Сирилла махнула рукой в сторону виноградников.

— Лучше, чтобы вы сами все посмотрели.

— Что там такое? — спросил герцог.

— Филлоксера!

Мужчины, которых появление герцога повергло в полное изумление и лишило дара речи, наконец обрели способность говорить.

— Да, филлоксера! — подтвердил высокий мужчина. — Мы не виноваты в том, что она губит виноградники, из-за нее мы вынуждены голодать! Голодать, монсеньер! Взгляните на наших женщин, взгляните на наших детей, взгляните на нас!

Герцог обвел глазами столпившихся вокруг него людей.

— Вы не получали жалования? — спросил он.

Его слова вызвали страшный шум, потому что все принялись рассказывать ему, как долго они сидят без денег, как они были вынуждены скитаться по окрестным поместьям в поисках работы, которой не было; как им пришлось вернуться в деревню, потому что им просто больше ничего не оставалось.

Голоса мужчин, рассказывавших о своих мучениях и о том, как ужасно с ними обращались, становились все громче, в них уже звучала ярость, однако герцог все равно расслышал слова Сириллы:

— Дети голодают. Мне удалось спасти от смерти одного малыша, но остальные умрут, если им не помочь — и причем немедленно!

Герцог поднял руку, призывая всех к тишине. Как это ни удивительно, все подчинились ему.

— Я выслушал ваши жалобы, — сказал он, — и я считаю, что они вполне обоснованны. Теперь вы выслушаете мои указания и, надеюсь, последуете им. — Сирилле показалось, что люди внимают герцогу, затаив дыхание. — Вы немедленно выкорчуете лозы, расчистите землю и на этом месте посадите, как принято в подобных ситуациях, картошку и горчицу. На эту работу уйдет несколько месяцев, но вы прекрасно понимаете, что в течение следующих пяти лет эти виноградники должны оставаться под паром.

Герцог оглядел мужчин, которые внимательно слушали его.

— В течение месяца я решу, что будет лучше: снести вашу деревню и построить для вас новые дома в другой части поместья или расчистить расположенный к западу от вас участок леса и посадить там новый виноградник. — Он указал рукой в сторону леса и продолжил:

— Если почва достаточно плодородна и солнце хорошо освещает участок, я не вижу причин, почему бы не расширить территорию деревни Токсиз.

Как только до людей дошла суть сказанного герцогом, по толпе прокатился вздох.

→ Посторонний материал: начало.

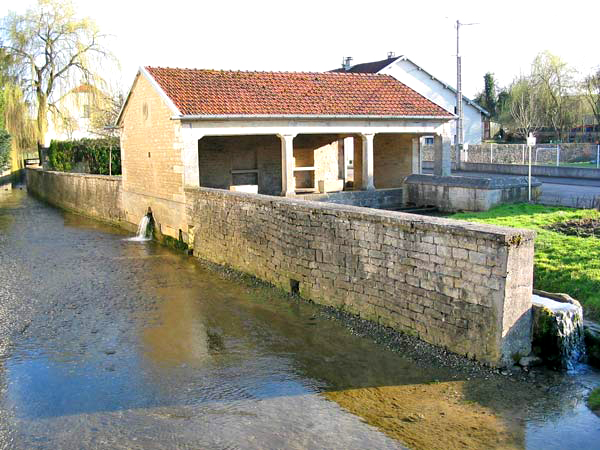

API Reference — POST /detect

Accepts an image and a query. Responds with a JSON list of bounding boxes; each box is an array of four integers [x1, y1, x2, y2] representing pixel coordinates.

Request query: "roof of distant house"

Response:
[[140, 66, 453, 118], [330, 57, 401, 74], [70, 84, 97, 93], [332, 56, 489, 116]]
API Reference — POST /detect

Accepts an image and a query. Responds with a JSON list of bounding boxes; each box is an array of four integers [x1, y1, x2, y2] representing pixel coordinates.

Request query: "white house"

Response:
[[333, 54, 489, 145], [45, 84, 108, 145]]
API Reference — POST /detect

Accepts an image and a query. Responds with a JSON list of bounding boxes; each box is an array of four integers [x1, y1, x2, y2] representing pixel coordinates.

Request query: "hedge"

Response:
[[48, 137, 121, 175]]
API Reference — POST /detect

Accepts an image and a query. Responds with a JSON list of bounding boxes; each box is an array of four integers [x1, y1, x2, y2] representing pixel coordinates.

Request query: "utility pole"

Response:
[[455, 20, 478, 153], [456, 19, 463, 149]]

— Нас это очень устроило бы, монсеньер, — наконец проговорил высокий мужчина. — Многие уже прижились здесь, — Мы должны очень тщательно разобраться в этой проблеме, — добавил герцог, — и ваше мнение по поводу того, стоит ли сажать новый виноградник, будет представлять для меня большую ценность.

В раздавшемся со всех сторон шепоте слышалось одобрение, в нем отсутствовали гнев и злоба, отличавшие все высказывания мужчин в течение последних нескольких часов.

Взглянув на стоящих поодаль женщин, герцог сказал:

— Как и моя жена, госпожа герцогиня, я считаю, что нужно оказать срочную помощь женщинам и детям, — на самом деле, всем вам. Вам немедленно выплатят ваше жалованье, а также компенсацию за те месяцы, во время которых вы ничего не получали.

— Сейчас я вернусь в замок, — добавил он, — и прикажу, чтобы вам доставили кур и коз с моей фермы. Вам привезут зерно и муку из моих амбаров, и вы снова начнете печь хлеб.

Его слова были встречены радостными возгласами женщин, которые просто не имели сил на более эмоциональное проявление своего восторга. От жалости к ним глаза Сириллы наполнились слезами.

Герцог вытащил из кармана кошелек.

— Боюсь, что у меня с собой мало денег, — сказал он, — но, думаю, этого будет достаточно, чтобы купить в соседней деревне самое необходимое на то время, пока не будут доставлены запасы. Я не собираюсь тянуть с этим. Подводы появятся сегодня к вечеру. — Опять раздались одобрительные возгласы, и герцог добавил:

— Думаю, мне пора отвезти свою жену домой.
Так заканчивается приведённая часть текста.